3. A single * character can close emphasis iff it is not preceded by whitespace.

This rule probably should be extended to consider opening parenthesis - if there isn’t a good example not to?


#3

You’re right. Thanks.
It would be great to include parenthesis. Writing my sentence as I did seemed so natural (and this is the right way to write in botany).

May I add a non related question?.. Is the source of this WMD editor available somewhere? Like here and on StackOverflow, I’m looking to be able to plug my image upload service.


#4

Yes, it’s probably a good idea to extend the rules so that closers can’t be preceded by ( (or [ or {?) and openers can’t be followed by ) (or ] or }?). Does anyone see problems with this?

Of course, it would mean you’d need to write

 *`)`*

if you wanted an italicized parenthesis.


#5

By the way, you can work around this for now by using _ for the inner emphasis markers.


#6

:smile: but I’m still in dev process right now so this is not a hurry…


Spec 0.15 release
#7

@jgm - There could be a better approach for handling cases such as this - skip all symbols and punctuation before checking for whitespace before or after the emphasis char.
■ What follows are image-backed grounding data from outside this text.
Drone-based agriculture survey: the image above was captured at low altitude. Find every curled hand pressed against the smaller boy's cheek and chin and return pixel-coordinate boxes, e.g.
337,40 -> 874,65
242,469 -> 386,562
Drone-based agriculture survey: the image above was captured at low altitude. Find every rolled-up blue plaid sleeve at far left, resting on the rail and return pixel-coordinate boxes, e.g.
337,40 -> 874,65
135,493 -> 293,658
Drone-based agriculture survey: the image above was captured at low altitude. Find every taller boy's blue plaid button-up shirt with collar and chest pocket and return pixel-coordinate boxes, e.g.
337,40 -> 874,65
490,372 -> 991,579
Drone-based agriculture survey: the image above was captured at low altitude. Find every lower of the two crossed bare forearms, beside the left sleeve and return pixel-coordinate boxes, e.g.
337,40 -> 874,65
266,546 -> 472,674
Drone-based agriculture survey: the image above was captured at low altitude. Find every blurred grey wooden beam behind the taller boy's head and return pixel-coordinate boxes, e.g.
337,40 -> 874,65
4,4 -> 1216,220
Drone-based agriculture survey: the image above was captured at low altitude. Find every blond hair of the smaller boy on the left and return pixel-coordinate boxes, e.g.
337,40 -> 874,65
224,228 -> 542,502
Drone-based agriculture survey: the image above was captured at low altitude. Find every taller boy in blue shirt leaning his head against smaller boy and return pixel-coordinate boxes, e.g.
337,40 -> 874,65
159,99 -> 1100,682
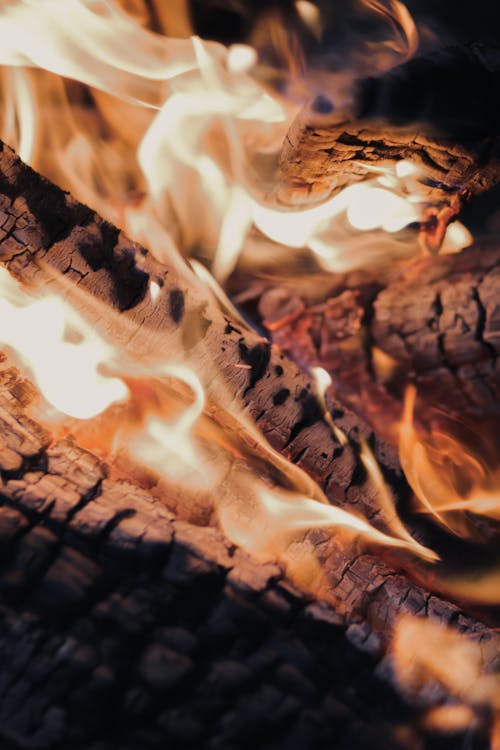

This would also handle cases like:

foo*. bar -- only closer because followed by space (skipping the dot)
**foo "*bar*" foo** -- skips quotes

#8

There are some good ideas here. It looks hairy, but if I understand correctly, basic idea is fairly simple:

  1. Strings of * or _ are divided into “left flanking” and “right flanking,” based on two things: the character immediately before them and the character immediately after.
  2. Left-flanking delimiters can open emphasis, right flanking can close, and non-flanking delimiters are just regular text.
  3. A delimiter is left-flanking if the character to the left has a lower rank than the character to the right, according to the following ranking: spaces and newlines are 0, punctuation (unicode categories Pc, Pd, Ps, Pe, Pi, Pf, Po, Sc, Sk, Sm or So) is 1, the rest 2. And similarly a delimiter is right-flanking if the character to the left has a higher rank than the character to the right.

#9

@Knagis, your idea is also a good one, I just wanted to mention another alternative that might be worth looking into. Both require recognizing unicode punctuation, which adds another level of complexity to the C parser. And your suggestion might require indefinite lookbehind or lookahead in cases where you have a whole pile of punctuation characters before or after the delimiter.


#10

I’ve implemented a solution on the newemph branch – still need to update the spec and the JS parser. But the examples in this thread are now handled well. If anyone is intersted, the commit is here:


#11

I’ve polished this change and merged it into master. Spec, C, and JS implementations have all been updated.

% ./cmark
**Gomphocarpus (*Gomphocarpus physocarpus*, syn. *Asclepias physocarpa*)**
^D
<p><strong>Gomphocarpus (<em>Gomphocarpus physocarpus</em>, syn. <em>Asclepias physocarpa</em>)</strong></p>

#12

do you have the commit line handy? I’d sync up the python implementation later.